Thulisile Madonsela was born in 1962 in Soweto. Her parents, Nomasonto and Bafana were both traders. She obtained a bachelor of Law from the University of Swaziland in 1987 and three years later, an LLB at Wits University. She then started working as an assistant teacher and taught from 1980 to 1983. In 1984 she entered the legal profession as a legal and education officer at the Paper Printing Wood & Allied Workers Union where she would work from 1984 to 1987.
Since 1987, Madonsela has worked in several government departments and civil society including, law lecturer at Wits University, presiding officer at the Independent Electoral Commission (IEC), deputy director at the Justice Department and managing director at the Office of the Status of Women in the Presidency. Madonsela currently holds three positions; chairperson for the Centre for Reconciliation and Equality Studies, member of the South African Law Reform Commission and the public protector of South Africa.

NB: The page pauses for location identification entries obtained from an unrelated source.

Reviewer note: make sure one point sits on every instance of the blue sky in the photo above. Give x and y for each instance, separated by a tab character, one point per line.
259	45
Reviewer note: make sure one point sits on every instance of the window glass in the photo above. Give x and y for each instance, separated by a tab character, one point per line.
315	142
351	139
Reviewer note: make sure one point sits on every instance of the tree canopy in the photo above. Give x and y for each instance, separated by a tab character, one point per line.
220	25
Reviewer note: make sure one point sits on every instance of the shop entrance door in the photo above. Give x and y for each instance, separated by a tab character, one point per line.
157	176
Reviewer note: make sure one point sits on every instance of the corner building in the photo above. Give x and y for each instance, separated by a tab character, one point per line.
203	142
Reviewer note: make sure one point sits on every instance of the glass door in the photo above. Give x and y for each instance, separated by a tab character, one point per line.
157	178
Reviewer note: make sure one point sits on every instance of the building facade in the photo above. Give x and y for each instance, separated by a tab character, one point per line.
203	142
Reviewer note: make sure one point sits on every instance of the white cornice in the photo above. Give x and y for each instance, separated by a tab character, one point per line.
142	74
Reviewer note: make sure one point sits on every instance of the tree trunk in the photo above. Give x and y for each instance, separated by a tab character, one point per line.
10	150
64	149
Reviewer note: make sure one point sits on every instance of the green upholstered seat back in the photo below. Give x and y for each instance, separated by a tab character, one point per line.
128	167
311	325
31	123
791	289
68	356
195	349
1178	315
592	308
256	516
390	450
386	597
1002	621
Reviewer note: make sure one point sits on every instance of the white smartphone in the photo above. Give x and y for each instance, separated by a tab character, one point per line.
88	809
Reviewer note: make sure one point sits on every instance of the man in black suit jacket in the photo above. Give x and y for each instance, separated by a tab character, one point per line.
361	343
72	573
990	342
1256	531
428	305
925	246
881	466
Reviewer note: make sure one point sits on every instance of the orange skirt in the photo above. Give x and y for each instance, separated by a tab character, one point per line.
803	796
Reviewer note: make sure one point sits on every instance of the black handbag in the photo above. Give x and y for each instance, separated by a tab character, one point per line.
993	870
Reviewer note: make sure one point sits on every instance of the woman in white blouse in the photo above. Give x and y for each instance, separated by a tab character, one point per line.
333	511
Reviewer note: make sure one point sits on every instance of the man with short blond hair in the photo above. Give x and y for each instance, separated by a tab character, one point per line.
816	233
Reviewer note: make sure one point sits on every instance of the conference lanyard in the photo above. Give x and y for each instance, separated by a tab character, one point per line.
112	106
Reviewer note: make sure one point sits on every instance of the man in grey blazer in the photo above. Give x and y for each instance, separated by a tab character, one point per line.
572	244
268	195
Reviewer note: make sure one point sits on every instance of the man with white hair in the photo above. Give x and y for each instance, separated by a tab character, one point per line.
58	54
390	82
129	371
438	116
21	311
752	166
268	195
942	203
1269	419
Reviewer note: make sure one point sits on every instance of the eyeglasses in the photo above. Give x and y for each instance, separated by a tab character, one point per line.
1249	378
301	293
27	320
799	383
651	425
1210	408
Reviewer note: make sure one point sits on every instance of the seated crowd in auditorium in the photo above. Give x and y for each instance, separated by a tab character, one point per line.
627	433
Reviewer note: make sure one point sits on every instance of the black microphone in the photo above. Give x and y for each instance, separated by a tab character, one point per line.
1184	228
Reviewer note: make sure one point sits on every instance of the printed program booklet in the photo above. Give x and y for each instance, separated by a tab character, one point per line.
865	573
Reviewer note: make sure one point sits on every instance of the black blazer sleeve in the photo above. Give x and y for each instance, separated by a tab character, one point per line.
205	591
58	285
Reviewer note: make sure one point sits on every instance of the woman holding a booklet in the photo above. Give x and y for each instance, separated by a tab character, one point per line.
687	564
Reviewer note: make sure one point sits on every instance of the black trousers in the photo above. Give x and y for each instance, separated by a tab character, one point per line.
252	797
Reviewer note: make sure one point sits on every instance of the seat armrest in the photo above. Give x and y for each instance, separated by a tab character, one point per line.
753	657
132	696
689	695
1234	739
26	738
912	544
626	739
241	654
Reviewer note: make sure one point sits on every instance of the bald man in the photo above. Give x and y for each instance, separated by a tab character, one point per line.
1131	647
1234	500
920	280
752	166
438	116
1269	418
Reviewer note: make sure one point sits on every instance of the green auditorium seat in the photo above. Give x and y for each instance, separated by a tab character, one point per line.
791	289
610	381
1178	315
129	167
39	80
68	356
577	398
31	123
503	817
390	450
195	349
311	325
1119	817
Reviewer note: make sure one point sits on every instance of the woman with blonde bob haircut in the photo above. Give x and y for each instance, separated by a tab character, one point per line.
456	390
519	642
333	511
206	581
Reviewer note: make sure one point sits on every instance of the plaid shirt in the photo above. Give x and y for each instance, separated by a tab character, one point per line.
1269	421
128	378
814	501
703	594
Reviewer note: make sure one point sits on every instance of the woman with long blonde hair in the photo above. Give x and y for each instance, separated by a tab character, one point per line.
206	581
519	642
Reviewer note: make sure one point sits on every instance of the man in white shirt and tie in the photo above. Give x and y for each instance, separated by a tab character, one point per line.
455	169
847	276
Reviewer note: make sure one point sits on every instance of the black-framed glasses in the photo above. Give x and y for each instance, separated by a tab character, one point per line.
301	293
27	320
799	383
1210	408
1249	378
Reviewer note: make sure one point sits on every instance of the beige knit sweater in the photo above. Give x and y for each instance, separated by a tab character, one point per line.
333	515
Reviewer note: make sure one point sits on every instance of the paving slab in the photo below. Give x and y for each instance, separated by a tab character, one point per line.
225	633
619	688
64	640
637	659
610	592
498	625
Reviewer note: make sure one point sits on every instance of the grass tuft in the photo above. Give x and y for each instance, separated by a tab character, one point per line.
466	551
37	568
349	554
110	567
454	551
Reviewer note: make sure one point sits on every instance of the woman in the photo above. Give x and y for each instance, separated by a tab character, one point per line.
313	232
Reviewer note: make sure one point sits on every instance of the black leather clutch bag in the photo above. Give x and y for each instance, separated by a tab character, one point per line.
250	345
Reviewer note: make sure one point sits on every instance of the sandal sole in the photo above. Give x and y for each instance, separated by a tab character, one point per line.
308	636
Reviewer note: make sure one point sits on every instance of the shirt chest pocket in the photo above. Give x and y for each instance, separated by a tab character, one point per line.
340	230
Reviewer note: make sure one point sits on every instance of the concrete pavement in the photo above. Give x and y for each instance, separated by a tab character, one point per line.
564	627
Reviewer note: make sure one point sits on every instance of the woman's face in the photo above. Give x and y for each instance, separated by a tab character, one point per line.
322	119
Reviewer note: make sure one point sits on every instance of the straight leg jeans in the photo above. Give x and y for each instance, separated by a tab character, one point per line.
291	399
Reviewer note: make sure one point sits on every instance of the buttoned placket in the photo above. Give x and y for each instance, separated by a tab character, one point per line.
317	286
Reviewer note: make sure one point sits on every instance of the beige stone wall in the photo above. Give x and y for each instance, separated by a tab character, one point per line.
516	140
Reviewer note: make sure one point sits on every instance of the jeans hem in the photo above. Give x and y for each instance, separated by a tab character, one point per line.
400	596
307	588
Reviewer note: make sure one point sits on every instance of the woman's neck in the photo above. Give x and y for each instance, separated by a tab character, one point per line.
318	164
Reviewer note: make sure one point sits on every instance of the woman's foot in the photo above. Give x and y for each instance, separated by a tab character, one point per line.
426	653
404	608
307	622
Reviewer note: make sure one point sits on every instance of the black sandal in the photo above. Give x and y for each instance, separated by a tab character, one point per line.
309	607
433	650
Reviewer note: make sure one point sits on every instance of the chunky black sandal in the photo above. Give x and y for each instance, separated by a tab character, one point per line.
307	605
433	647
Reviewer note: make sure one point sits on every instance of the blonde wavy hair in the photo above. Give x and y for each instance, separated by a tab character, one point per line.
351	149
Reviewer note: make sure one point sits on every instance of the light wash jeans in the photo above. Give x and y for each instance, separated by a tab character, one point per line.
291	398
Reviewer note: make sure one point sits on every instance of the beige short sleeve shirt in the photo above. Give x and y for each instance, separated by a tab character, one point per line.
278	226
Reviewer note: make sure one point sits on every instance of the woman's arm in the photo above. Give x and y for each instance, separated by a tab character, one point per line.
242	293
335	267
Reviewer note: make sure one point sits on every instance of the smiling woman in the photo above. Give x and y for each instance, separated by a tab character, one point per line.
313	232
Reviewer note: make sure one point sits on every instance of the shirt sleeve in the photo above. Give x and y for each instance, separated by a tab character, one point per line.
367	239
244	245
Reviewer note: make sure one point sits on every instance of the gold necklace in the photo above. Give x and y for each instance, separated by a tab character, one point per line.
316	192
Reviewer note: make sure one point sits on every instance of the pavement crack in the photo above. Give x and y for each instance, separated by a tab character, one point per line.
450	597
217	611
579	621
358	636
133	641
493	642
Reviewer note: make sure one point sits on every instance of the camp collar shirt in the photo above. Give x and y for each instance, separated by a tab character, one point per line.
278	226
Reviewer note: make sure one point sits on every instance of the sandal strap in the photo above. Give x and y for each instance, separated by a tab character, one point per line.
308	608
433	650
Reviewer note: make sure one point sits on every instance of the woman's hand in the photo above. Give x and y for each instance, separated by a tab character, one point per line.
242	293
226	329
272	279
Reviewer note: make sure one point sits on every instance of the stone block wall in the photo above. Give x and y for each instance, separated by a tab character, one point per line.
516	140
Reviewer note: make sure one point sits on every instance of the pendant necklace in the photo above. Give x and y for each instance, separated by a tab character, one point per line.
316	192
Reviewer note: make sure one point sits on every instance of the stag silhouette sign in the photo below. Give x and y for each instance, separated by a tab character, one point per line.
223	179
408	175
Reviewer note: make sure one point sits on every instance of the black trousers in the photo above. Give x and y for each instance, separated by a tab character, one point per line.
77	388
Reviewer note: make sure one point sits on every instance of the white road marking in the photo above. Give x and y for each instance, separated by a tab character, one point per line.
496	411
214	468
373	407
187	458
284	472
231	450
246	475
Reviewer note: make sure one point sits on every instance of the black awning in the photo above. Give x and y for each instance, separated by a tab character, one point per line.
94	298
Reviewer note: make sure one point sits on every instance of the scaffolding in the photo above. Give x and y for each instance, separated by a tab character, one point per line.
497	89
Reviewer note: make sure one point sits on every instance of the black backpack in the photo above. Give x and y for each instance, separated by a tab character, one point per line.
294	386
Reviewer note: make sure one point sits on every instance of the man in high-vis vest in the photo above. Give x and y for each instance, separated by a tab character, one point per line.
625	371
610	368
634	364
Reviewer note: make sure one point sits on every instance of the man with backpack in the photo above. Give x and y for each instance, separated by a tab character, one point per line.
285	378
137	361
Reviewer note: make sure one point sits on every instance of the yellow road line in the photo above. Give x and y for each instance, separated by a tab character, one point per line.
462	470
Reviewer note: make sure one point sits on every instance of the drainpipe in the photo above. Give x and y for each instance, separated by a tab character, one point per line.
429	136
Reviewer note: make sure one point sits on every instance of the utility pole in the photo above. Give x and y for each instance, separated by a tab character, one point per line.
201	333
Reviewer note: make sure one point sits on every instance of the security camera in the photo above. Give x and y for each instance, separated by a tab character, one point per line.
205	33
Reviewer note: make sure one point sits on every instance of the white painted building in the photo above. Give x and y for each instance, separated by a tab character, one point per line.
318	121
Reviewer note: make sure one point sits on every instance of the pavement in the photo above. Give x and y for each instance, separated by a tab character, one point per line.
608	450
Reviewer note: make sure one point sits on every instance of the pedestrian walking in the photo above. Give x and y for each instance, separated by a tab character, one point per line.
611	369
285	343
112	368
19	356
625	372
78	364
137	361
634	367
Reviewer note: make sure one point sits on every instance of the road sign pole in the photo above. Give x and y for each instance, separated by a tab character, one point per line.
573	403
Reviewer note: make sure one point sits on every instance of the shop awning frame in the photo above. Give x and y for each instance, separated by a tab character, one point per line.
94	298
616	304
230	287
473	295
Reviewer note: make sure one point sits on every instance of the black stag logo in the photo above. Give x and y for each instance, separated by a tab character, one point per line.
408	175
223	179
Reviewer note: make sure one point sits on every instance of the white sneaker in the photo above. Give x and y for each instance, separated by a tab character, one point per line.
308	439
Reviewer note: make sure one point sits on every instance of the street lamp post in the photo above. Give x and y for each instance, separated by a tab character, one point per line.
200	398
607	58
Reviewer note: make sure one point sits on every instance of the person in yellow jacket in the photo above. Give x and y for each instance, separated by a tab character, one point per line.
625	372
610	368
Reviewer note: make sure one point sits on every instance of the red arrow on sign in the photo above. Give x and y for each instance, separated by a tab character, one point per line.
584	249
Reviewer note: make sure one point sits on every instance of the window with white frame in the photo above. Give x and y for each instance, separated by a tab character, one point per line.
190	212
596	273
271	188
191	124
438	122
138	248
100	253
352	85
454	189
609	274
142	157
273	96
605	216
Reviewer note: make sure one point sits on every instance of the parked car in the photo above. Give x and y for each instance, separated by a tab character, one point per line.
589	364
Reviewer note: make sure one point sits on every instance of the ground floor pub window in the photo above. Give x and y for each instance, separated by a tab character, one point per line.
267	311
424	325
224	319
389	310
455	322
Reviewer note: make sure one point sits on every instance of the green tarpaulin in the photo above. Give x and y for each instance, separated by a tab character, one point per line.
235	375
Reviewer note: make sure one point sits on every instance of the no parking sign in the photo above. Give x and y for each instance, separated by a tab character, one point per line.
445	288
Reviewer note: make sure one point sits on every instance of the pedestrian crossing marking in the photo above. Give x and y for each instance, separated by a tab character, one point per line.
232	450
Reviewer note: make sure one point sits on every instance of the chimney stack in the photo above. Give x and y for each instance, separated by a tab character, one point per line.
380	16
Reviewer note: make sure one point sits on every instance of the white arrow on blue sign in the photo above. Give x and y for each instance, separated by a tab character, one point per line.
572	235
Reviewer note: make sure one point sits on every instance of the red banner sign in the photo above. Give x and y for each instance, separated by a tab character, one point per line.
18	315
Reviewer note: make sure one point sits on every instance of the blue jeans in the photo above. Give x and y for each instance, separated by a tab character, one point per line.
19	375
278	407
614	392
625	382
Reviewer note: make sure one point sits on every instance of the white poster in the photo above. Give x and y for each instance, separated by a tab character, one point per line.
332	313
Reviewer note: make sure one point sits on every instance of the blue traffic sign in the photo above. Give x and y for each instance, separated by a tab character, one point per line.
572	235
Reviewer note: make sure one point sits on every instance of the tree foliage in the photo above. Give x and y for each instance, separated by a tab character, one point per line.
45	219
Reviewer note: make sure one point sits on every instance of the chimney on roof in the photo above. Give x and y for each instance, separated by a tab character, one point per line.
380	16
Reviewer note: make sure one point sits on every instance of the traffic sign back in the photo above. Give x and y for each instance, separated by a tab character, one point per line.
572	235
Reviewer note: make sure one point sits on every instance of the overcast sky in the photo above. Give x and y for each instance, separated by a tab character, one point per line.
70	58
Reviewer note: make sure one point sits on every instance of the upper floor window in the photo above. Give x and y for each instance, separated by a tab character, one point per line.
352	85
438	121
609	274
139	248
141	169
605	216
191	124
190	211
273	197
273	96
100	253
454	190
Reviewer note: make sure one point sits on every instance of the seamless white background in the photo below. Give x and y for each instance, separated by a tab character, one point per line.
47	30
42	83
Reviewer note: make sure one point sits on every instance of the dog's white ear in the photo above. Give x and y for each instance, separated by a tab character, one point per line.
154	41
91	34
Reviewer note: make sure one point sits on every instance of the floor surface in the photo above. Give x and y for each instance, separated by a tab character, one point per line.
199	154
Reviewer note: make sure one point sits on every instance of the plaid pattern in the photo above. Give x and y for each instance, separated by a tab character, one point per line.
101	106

Madonsela was appointed Public Protector by President Jacob Zuma in 2009 after being recommended by parliament. She got a hundred percent vote by all parties in parliament. She was the only full-time commissioner in the South African law Reform Commission at the time. Of all her achievements and high profile positions that she has held, it is the public protector position that has put her in the public eye. Since her appointment, she has investigated several high profile cases and has received praise for her efficiency and professionalism.
An advocate for Gender equality and the advancement of women, Madonsela is a member of South African Women Lawyers Association (SAWLA) and Business Women’s Association of South Africa (BWASA). In 2012, she was honoured with South Africa’s most Influential Women Award. She has authored and co authored several publications including books, chapter, journals and handbooks on gender management and gender mainstreaming. Madonsela was one of the drafters of South Africa’s current constitution in 1994.